Motoring and automotive groups are pushing the federal government to combat a potential patchwork of state-based levies on electric cars by introducing a nationally consistent tax to help replace rapidly falling revenue from fuel excise.
The uptake of low-emission vehicles such as plug-in hybrids and battery electric cars, as well as a push towards office workers staying at home, threatens to eat into a reliable and consistent source of revenue used by governments for new road projects and regular upgrades.
Three state governments – Victoria, South Australia and NSW – have flagged their own potential new taxes on electric cars based on distance travelled, but advocates for the new technology have warned the taxes could harm take-up.
The Australian Automotive Association is among a handful of groups calling for “urgent national leadership and co-ordination” ahead of the May budget to deliver a nationally consistent road user charge.
In its submission to this year’s budget, the peak organisation for Australia’s motoring clubs, including the RACV and NRMA, argued that irrespective of technological shifts, the fuel excise was “an inequitable tax”.
It said a distance-based road user charge would avoid creating inconsistent tax systems that disincentivised the renewal of Australia’s passenger fleet while maximising the benefits of technological advances in motoring.
“The federal government has a leadership role in the reform of motoring taxation and the effective and sustainable transition to new vehicle technologies,” it says.

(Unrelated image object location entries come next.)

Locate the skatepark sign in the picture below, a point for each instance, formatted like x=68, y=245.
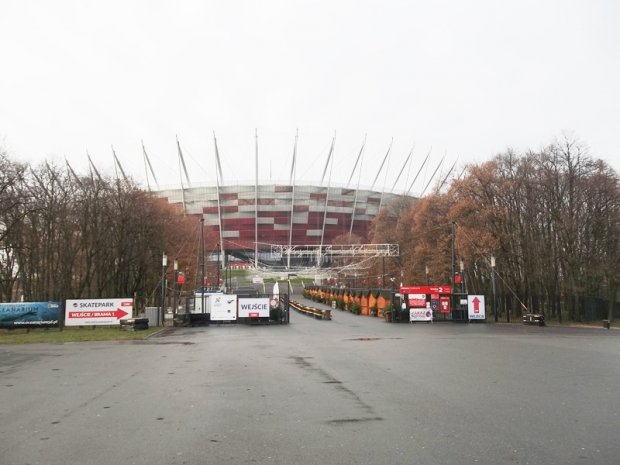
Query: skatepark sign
x=91, y=312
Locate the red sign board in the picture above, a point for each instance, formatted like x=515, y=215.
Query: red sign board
x=426, y=290
x=444, y=304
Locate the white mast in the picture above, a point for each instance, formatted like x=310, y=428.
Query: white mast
x=419, y=170
x=219, y=207
x=329, y=182
x=387, y=170
x=148, y=166
x=292, y=183
x=256, y=199
x=360, y=158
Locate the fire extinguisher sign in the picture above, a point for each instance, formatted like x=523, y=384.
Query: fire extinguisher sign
x=475, y=307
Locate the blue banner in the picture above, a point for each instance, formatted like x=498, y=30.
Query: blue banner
x=29, y=314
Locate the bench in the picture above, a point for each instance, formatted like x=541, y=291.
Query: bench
x=315, y=312
x=134, y=324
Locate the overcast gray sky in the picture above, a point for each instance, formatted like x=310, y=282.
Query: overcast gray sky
x=461, y=79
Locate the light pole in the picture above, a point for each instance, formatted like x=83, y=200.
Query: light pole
x=493, y=284
x=164, y=263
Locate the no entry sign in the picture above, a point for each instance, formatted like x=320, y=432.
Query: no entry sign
x=89, y=312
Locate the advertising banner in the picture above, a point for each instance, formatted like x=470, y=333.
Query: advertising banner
x=420, y=314
x=417, y=300
x=29, y=314
x=223, y=307
x=476, y=307
x=444, y=304
x=254, y=308
x=91, y=312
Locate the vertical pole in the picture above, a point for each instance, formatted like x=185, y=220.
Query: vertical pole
x=493, y=284
x=452, y=296
x=164, y=263
x=383, y=274
x=174, y=287
x=219, y=251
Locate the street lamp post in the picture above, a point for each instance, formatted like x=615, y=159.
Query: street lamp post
x=164, y=263
x=493, y=284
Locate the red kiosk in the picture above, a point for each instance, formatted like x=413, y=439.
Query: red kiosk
x=426, y=303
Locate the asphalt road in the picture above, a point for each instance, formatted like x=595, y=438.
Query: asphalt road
x=354, y=390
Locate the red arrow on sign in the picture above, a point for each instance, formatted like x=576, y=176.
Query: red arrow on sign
x=118, y=313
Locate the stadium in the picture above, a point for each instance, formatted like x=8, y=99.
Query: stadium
x=290, y=225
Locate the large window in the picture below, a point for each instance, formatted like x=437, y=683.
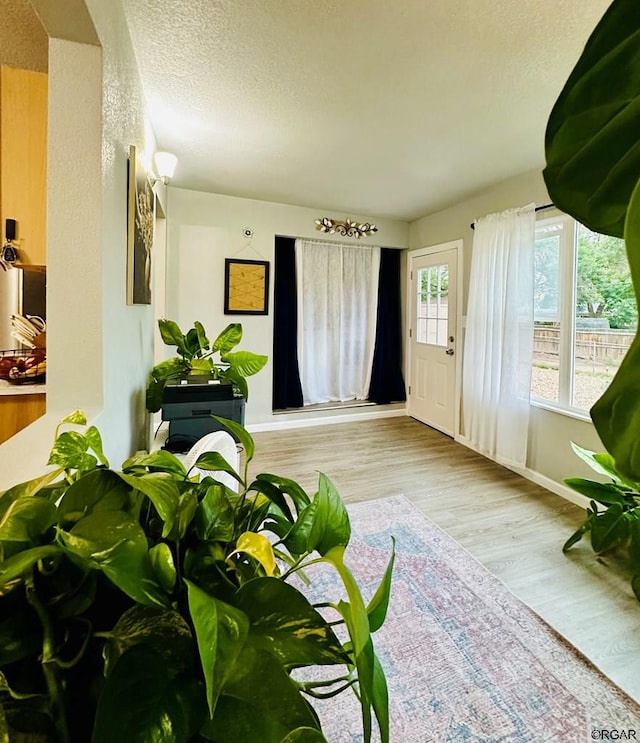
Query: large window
x=584, y=313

The federal government collects 42.3¢ in tax on every litre of petrol and diesel sold at the pump in Australia and paid by operators of road vehicles when driving on public roads. The 2020-21 federal budget forecast that $49.36 billion in net fuel excise would be collected over the next four years.
But despite a growth in population, the vehicle fleet and total vehicle kilometres driven, revenue from fuel excise continues to decline in real terms as newer, safer vehicles with reduced fuel consumption hit the roads.
Global Electric Transport chief executive Harry Hamann said regardless of which level of government decided to introduce an EV tax based on distance travelled, such a method would be inefficient, inequitable, unfair, and too costly to administer and collect.
“There is also the matter of the likely method of recording distance – a logbook – being open to misuse, abuse and inaccuracy,” he wrote in his budget submission.
He argues instead that a levy on EV owners should be incorporated into the cost of charging their vehicles.
“The technology to instead introduce a charge-based EV tax system exists, it is not new. Nor is it expensive,” he said. “It can be retro-fitted to all current charging stations, but obviously the longer it takes to make it happen, the more expensive the cost of retrofitting will be.”
Last year’s budget shows that the proportion of net fuel excise returned to land transport infrastructure will increase from 82 per cent in 2020-21 to a peak of more than 100 per cent in 2022-23 before settling at 98 per cent in 2023-24.
Federal Treasurer Josh Frydenberg told a business breakfast in Melbourne on Friday people were “voting with their feet” with a doubling of the number of electric cars in Australia over the past few years.
“Some of the states are toying with other issues because the more electric cars that are coming on the road, the less fuel excise you’re getting,” Mr Frydenberg said.
“Fuel excise is a big revenue earner for the government. It’s how we fund infrastructure. So the rise of electric cars… will impact both our tax base and we’ve got to think about that.”
He said the federal government’s priorities remained investment in infrastructure and charging stations to ensure commuters could drive from Melbourne to Brisbane with an electric car.
About $5.9 billion is expected to be collected from the petrol excise this year after falling to $5.6 billion last year as Australians worked from home during the coronavirus pandemic, taking millions of cars off city roads for months. Two years ago it was expected almost $7 billion in revenue would be brought in this financial year.
Revenue is expected to further decline with the projected growth in electric and alternatively fuelled vehicles. Federal government projections estimate that electric vehicles will make up 26 per cent of
new car sales by 2030.
Electric Vehicle Council chief executive Behyad Jafari has hit out at the Victorian government’s recent move to levy 2.5 cents per kilometre driven by electric and other low emissions vehicles and 2 cents for plug-in hybrid electric models.
“Victoria is now doing what no other jurisdiction on earth does by discouraging people from buying electric vehicles by slugging them with a special tax,” Mr Jafari said last week.